Veronika Kramschuster und Edona Kuqanaj, ebenfalls Wahlhelferinnen an diesem Vormittag, dürfen am Sonntag nicht abstimmen. Sie sind noch keine 18. Das bedauern sie sehr, denn sie würden wirklich gern zur Wahl gehen. "Wir wollen, dass das Wahlalter auf 16 Jahre gesenkt wird! Denn es wäre der richtige Ansatz, auch Jüngeren die Chance zu geben, an dem, was sie bisher nur im Fernsehen gesehen haben, richtig teilzunehmen", sagen Edona und Veronika. Man möge der Jugend bitte vertrauen. "Wir sind schließlich im Sozialkundeunterricht sehr gut über die Parteien und das Wahlsystem aufgeklärt worden." Wenn sie wählen dürften, "wüsste ich zwei Parteien, zwischen denen ich mich entscheiden müsste", erzählt Edona. Bei ihrer Klassenkameradin ist es ähnlich. Den Wahlkampf fanden sie insgesamt "eher langweilig". Provozierende Plakate "sind nicht sehr angenehm", sagt Veronika, nennt aber keinen Namen. Auch hier wahren die Wahlhelferinnen strikte Neutralität.

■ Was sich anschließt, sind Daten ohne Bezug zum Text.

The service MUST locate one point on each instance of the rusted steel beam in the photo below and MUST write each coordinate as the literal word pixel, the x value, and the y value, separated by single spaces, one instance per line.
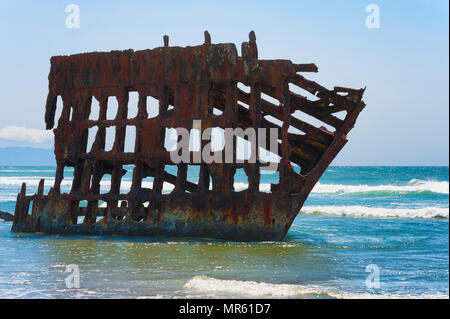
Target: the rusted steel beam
pixel 191 84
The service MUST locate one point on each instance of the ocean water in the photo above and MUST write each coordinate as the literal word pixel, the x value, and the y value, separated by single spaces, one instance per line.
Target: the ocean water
pixel 358 224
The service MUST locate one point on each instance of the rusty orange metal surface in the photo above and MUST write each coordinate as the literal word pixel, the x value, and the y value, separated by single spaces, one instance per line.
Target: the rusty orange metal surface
pixel 188 83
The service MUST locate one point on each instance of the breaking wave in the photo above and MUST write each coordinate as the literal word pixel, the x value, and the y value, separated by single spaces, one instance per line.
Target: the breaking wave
pixel 211 285
pixel 363 211
pixel 414 185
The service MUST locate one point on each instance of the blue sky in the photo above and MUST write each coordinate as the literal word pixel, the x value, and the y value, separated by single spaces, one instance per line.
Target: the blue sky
pixel 404 63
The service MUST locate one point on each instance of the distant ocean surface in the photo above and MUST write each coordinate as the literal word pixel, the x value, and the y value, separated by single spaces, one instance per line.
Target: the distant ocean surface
pixel 393 218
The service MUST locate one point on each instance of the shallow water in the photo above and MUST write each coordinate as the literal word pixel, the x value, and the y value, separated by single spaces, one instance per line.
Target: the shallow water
pixel 393 218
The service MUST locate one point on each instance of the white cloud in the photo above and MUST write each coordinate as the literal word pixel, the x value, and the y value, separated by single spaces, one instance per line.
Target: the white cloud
pixel 24 134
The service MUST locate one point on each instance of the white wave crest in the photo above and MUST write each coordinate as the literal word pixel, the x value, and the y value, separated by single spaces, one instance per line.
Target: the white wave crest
pixel 414 185
pixel 363 211
pixel 260 289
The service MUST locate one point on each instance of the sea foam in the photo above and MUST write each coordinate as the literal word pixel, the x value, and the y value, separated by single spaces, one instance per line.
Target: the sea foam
pixel 211 286
pixel 363 211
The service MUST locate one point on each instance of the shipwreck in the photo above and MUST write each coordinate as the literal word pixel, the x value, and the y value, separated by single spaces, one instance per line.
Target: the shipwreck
pixel 189 82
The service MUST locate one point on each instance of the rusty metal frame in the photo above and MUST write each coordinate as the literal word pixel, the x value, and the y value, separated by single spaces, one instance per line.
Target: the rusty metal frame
pixel 192 80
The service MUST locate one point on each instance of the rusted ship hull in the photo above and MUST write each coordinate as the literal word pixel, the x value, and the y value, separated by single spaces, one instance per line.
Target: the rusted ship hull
pixel 191 215
pixel 192 81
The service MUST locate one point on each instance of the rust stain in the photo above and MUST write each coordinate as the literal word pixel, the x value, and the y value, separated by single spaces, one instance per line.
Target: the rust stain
pixel 189 83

Kurz vor 11 Uhr steht fest, wie die 252 Katherl-Schüler gewählt haben. Vor der Bundestagswahl dürfen die Resultate aber noch nicht an die Medien gehen - eine Auflage der "Juniorwahl". Eine Beeinflussung der Wähler auf jeden Fall vermeiden! Erber wird die Zahlen am Sonntag nach 18 Uhr den Projektleitern schicken. Und dann dem DK.

Eines sei aber schon verraten: Mit erkennbarer Neugier inspiziert Rudolf Schweiger die Zahl der Stimmen für die AfD im Katherl. Das Ergebnis: kein Schweißausbruch. Er bleibt gelassen wie immer.